为解决熊偏差问题,引入一个控制量来消除这种误差。
3 PID 控制器
引入一个积分项,加入到控制输出函数中
$$
steering angle = K_p*e(t) + K_d\frac{de(t)}{dt} + k_i\int_0^te(t)dt
$$
$K_i$ 积分项,本质上是车的实际路线和参考线的图形面积,加入积分项后,控制器会使车辆路线的积分尽可能小,从而避免稳态误差情况。
伪代码实现:
def run(robot, tau_p, tau_d, tau_i, n=100, speed=1.0):
x_trajectory = []
y_trajectory = []
prev_cte = robot.y
int_cte = 0
for i in range(n):
cte = robot.y
diff_cte = cte - prev_cte
prev_cte = cte
int_cte += cte
steer = -tau_p * cte - tau_d * diff_cte - tau_i * int_cte
robot.move(steer, speed)
x_trajectory.append(robot.x)
y_trajectory.append(robot.y)
return x_trajectory, y_trajectory
积分向系数的大小也会影响整个控制系统的稳定性,$K_i$ 过大,会使系统“震荡”运行,$K_i$ 过小又会需要较长时间才能修正车辆稳态误差。
PID 控制器,就是由 $K_p, K_i, K_d$ 三项共同决定的,其实现非常简单,但是这三个系数的选择缺很难。
PID 算法 Python 实现:
# -----------
# User Instructions
#
# Implement a P controller by running 100 iterations
# of robot motion. The steering angle should be set
# by the parameter tau so that:
#
# steering = -tau_p * CTE - tau_d * diff_CTE - tau_i * int_CTE
#
# where the integrated crosstrack error (int_CTE) is
# the sum of all the previous crosstrack errors.

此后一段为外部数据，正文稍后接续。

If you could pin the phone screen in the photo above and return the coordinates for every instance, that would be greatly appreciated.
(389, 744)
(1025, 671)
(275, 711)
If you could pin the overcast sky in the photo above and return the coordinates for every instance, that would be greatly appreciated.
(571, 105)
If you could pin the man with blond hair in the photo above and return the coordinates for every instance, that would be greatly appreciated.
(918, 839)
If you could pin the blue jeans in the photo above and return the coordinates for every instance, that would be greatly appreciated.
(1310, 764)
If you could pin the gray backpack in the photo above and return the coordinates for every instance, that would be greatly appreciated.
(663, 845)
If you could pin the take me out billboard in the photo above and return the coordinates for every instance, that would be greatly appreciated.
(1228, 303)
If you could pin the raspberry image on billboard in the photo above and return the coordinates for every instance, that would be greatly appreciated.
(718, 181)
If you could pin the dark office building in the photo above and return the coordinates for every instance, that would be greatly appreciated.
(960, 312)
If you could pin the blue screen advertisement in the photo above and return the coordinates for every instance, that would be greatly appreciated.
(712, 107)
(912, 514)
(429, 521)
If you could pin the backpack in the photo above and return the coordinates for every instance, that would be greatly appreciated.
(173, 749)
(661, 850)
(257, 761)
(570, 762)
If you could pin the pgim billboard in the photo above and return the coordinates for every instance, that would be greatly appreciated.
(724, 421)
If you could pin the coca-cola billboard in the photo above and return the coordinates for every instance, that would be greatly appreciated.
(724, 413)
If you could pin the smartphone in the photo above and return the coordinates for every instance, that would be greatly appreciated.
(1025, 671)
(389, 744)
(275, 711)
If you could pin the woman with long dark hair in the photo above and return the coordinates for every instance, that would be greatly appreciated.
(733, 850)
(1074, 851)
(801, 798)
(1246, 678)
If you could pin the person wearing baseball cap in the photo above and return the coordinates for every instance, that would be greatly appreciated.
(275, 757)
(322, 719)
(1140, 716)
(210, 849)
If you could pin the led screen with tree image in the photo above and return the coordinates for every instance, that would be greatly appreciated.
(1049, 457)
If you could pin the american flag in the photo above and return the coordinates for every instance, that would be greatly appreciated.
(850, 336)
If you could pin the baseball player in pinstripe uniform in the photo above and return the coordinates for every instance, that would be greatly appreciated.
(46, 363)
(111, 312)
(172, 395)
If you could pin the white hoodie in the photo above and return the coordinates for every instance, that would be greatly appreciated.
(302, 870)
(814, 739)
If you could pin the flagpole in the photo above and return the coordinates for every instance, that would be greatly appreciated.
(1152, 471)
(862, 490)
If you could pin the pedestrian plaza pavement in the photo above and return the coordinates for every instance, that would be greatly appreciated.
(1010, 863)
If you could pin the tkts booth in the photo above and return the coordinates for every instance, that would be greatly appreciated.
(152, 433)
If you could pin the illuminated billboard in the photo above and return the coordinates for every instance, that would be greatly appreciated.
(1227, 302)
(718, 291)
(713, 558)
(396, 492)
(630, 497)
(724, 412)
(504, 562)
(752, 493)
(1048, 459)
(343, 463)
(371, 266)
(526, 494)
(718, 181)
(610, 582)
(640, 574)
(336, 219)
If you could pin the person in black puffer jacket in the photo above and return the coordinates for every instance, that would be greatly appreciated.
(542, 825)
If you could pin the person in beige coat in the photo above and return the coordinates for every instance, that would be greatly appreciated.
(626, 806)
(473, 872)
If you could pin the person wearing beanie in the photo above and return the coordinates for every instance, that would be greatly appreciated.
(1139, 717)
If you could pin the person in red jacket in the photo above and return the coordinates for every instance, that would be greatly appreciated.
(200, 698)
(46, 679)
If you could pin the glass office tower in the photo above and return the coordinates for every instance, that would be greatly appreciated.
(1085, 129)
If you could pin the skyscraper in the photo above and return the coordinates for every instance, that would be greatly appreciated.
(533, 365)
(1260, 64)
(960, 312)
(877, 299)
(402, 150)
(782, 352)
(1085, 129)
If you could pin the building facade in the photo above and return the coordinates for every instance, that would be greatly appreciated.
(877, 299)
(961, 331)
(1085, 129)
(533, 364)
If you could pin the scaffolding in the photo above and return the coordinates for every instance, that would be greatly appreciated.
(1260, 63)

# This term works to cancel out steering drift.
#
# Only modify code at the bottom! Look for the TODO.
# ------------
import random
import numpy as np
import matplotlib.pyplot as plt
# ------------------------------------------------
#
# this is the Robot class
#
class Robot(object):
def __init__(self, length=20.0):
"""
Creates robot and initializes location/orientation to 0, 0, 0.
"""
self.x = 0.0
self.y = 0.0
self.orientation = 0.0
self.length = length
self.steering_noise = 0.0
self.distance_noise = 0.0
self.steering_drift = 0.0
def set(self, x, y, orientation):
"""
Sets a robot coordinate.
"""
self.x = x
self.y = y
self.orientation = orientation % (2.0 * np.pi)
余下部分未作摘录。